At the London Games Festival this week, the eGames were announced. Simply put, the eGames will be established as an international eSports competition which will take place during the 2016 Olympic Games in Rio de Janeiero. Unlike other eGaming competitions where competitors can win substantial reward money for their success, winning in the eGames means you will receive national pride and medals.
According to the International eGames Committee (IEGC)’s chief marketing officer,
“In line with other globally established sporting events, the eGames will be a medal only competition, with no prize money, but the opportunity to take home gold for your country.”
Operating with this mindset will most likely prevent the best players from entering, especially since high-payout competitions are where the top-ranked players are most likely to appear.
Besides the lack of financial rewards, the whole idea sounds like a fun concept.
Same time, same place?
But the eGames aren’t tied to the Olympics, so why are they trying so hard to steal their thunder? In fact, that raises a whole slew of concerns. Holding the eGames in the same city, at the same time as the most recognized, global sports event ever sounds like a recipe for disaster. From a marketing perspective, there might be a lot of people interested in competitive gaming, but it is going to be an uphill battle to get Olympic viewers to start watching the eGames instead. And I’m sure there will be a lot of gamers watching the Olympics, why put them into a position where they have to make that choice?

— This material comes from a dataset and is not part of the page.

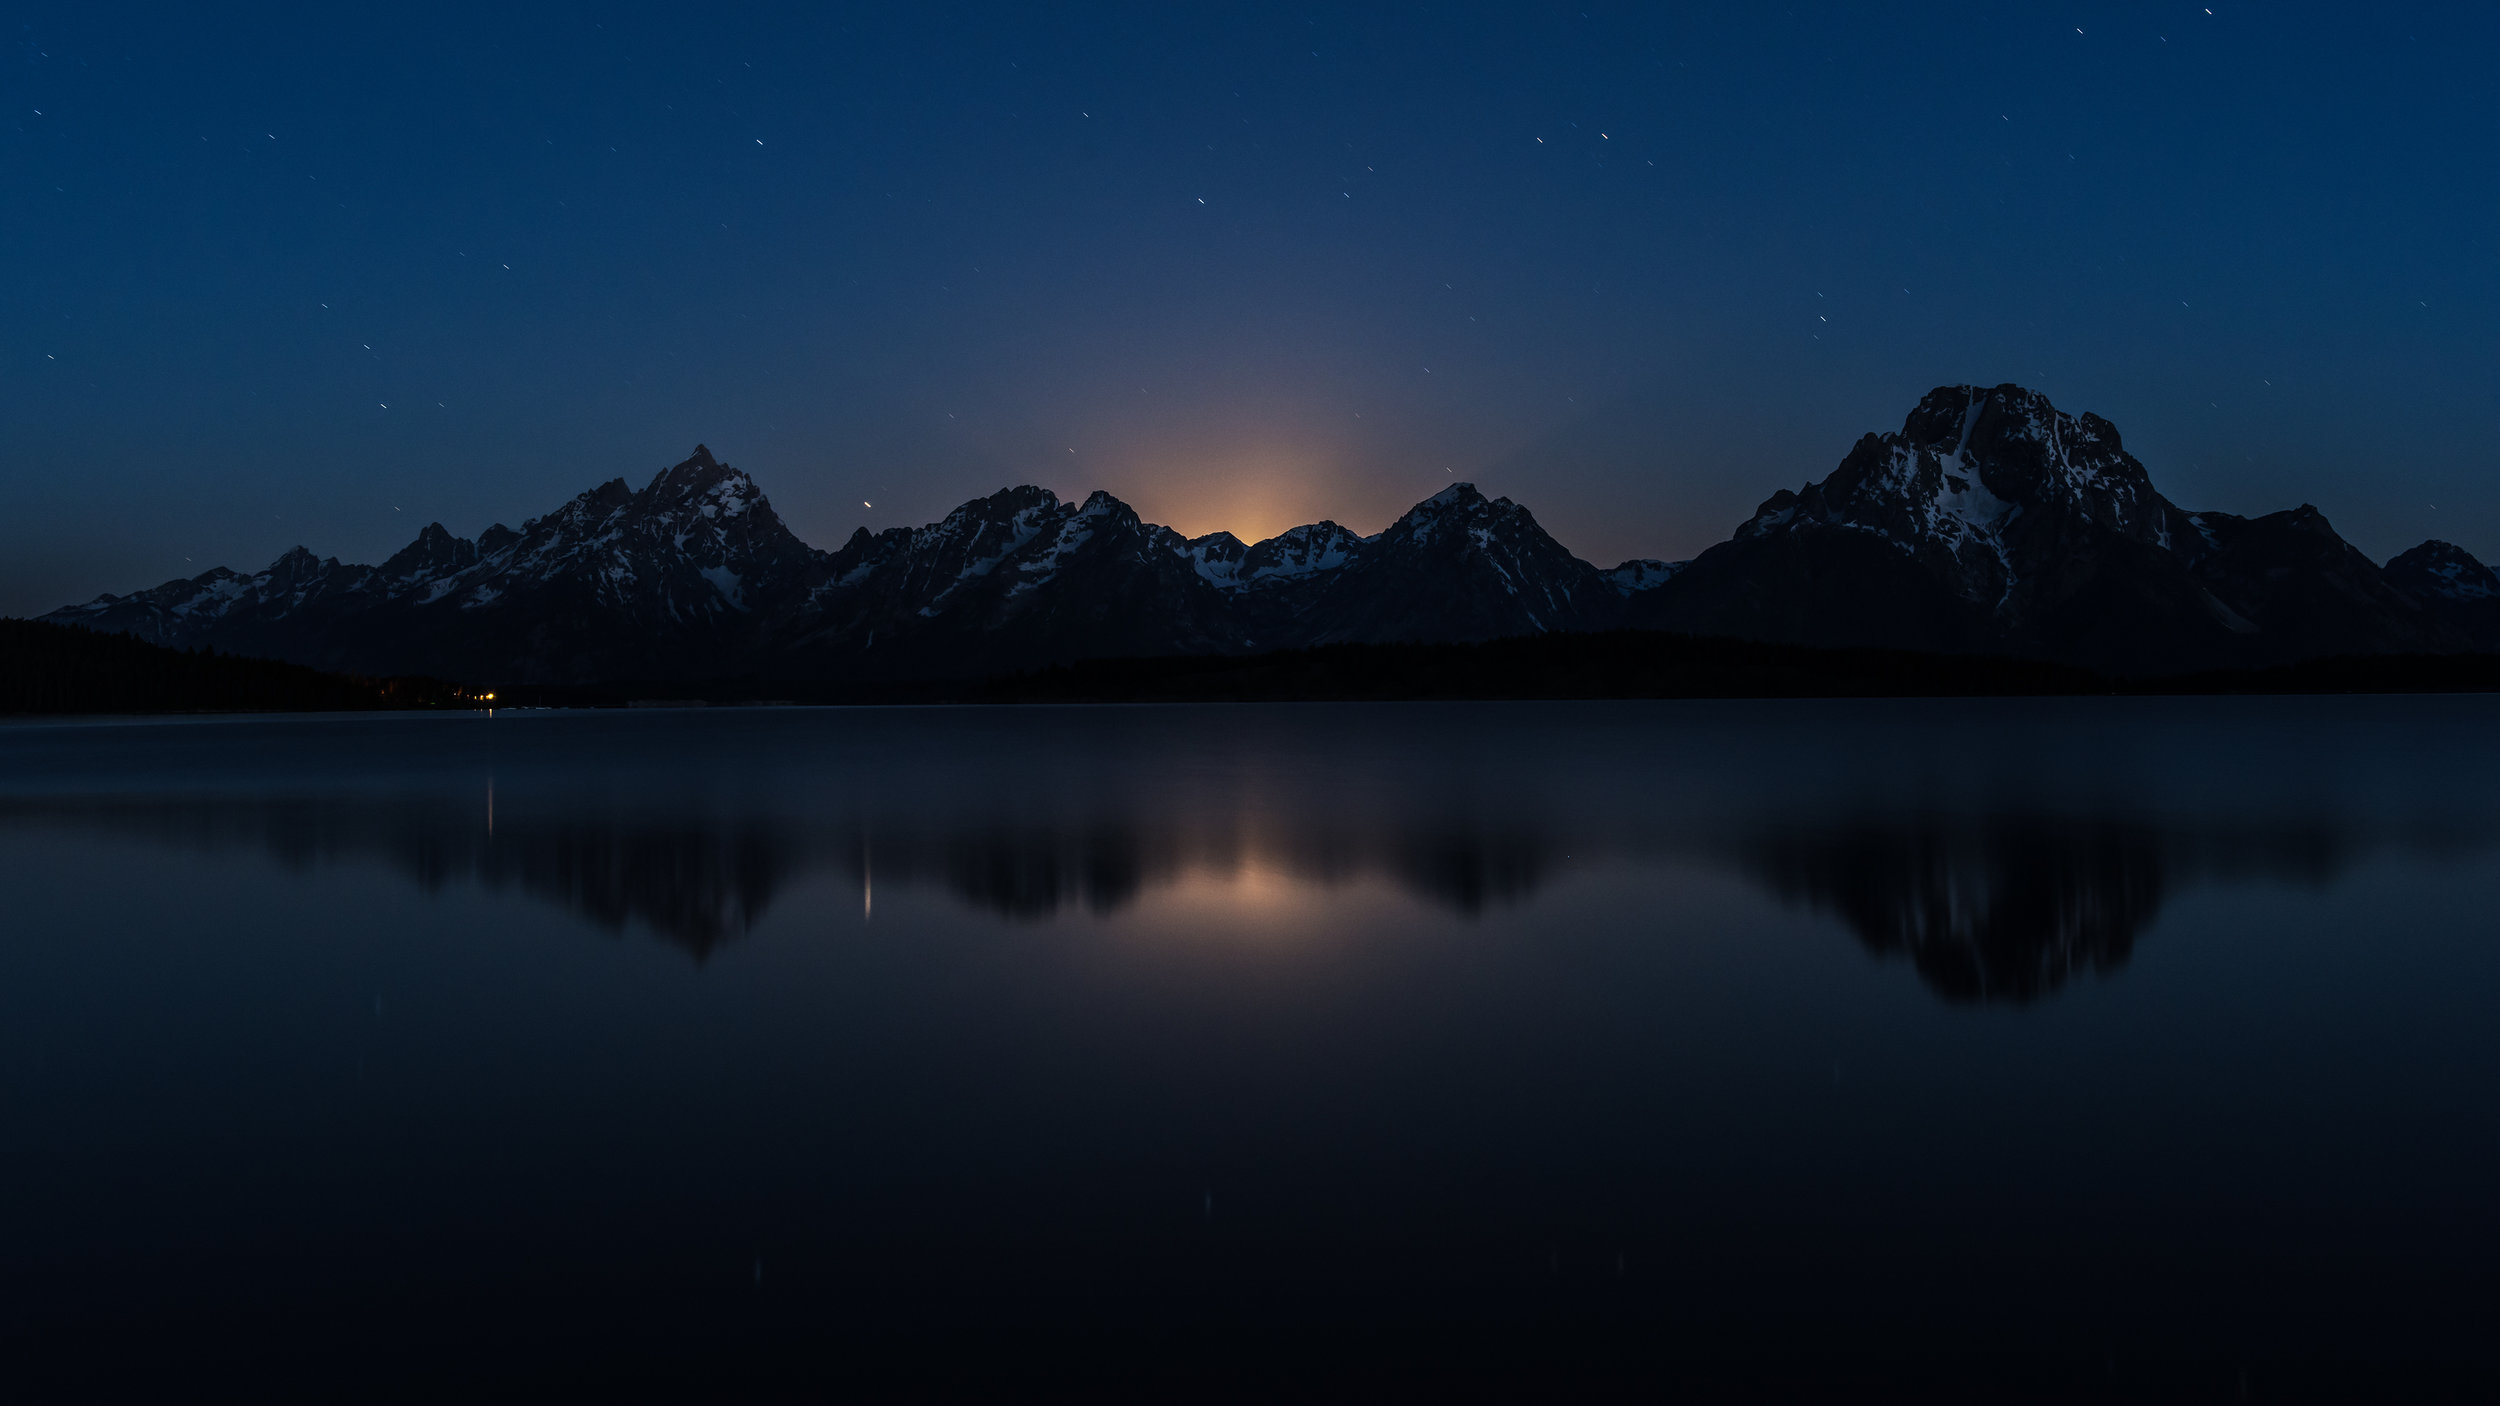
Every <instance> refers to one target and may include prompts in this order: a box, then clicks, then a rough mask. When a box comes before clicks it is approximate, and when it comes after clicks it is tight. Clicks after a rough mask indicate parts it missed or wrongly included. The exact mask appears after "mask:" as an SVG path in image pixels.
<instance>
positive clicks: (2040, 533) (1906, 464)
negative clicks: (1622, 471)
mask: <svg viewBox="0 0 2500 1406" xmlns="http://www.w3.org/2000/svg"><path fill="white" fill-rule="evenodd" d="M1625 618H1628V623H1635V625H1648V628H1665V630H1688V633H1705V635H1740V638H1760V640H1785V643H1810V645H1895V648H1925V650H1988V653H2015V655H2038V658H2055V660H2065V663H2080V665H2088V668H2105V670H2120V673H2145V670H2185V668H2218V665H2260V663H2283V660H2295V658H2313V655H2333V653H2380V650H2450V648H2465V645H2468V640H2463V638H2460V635H2458V633H2455V628H2450V625H2448V623H2443V620H2440V618H2438V615H2435V613H2433V610H2428V608H2425V605H2423V603H2420V600H2418V598H2413V595H2410V593H2405V590H2400V588H2398V585H2395V583H2390V580H2388V578H2385V575H2383V573H2380V570H2378V568H2375V565H2373V563H2370V560H2368V558H2363V555H2360V553H2358V550H2353V545H2348V543H2345V540H2343V538H2340V535H2335V528H2330V525H2328V520H2325V518H2323V515H2320V513H2318V510H2315V508H2308V505H2303V508H2295V510H2290V513H2273V515H2265V518H2238V515H2230V513H2188V510H2183V508H2178V505H2175V503H2170V500H2168V498H2163V495H2160V493H2158V490H2155V488H2153V478H2150V475H2148V473H2145V465H2143V463H2138V460H2135V455H2130V453H2128V450H2125V445H2123V443H2120V438H2118V428H2115V425H2110V423H2108V420H2103V418H2100V415H2068V413H2063V410H2058V408H2055V405H2050V403H2048V398H2045V395H2040V393H2035V390H2023V388H2020V385H1998V388H1978V385H1948V388H1938V390H1933V393H1928V398H1925V400H1920V403H1918V408H1915V410H1913V413H1910V418H1908V420H1905V423H1903V428H1900V433H1893V435H1868V438H1863V440H1858V448H1853V450H1850V453H1848V458H1843V460H1840V468H1838V470H1833V475H1830V478H1825V480H1820V483H1808V485H1805V488H1803V490H1798V493H1785V490H1783V493H1775V495H1773V498H1770V500H1765V503H1763V508H1760V510H1758V513H1755V515H1753V518H1750V520H1748V523H1745V525H1740V528H1738V530H1735V538H1733V540H1728V543H1720V545H1715V548H1710V550H1708V553H1703V555H1700V558H1695V560H1693V565H1690V568H1688V570H1680V573H1675V578H1673V580H1670V583H1668V585H1663V588H1660V590H1655V593H1648V595H1643V598H1635V603H1633V605H1630V610H1628V615H1625Z"/></svg>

Making crowded cities more crowded
Ignoring the marketing aspect, there are also some social implications of holding the eGames at the same location and time period as the Olympics. Host cities are packed with people and the cities struggle to maintain their infrastructure for the event. While it brings in substantial economic returns for the host city, it’s also a nightmare as far as traffic congestion and pollution are concerned. Adding another big competition to the city will only worsen these problems.
It would make much more sense to hold the eGames at a different time, ideally, on different years from the Olympics. With the degree that host cities advertise the Olympics, the eGames could work with the cities to ensure that their competition would be promoted just as heavily at a different time. This would reduce strain on the host city and likely would also increase the success for the eGames.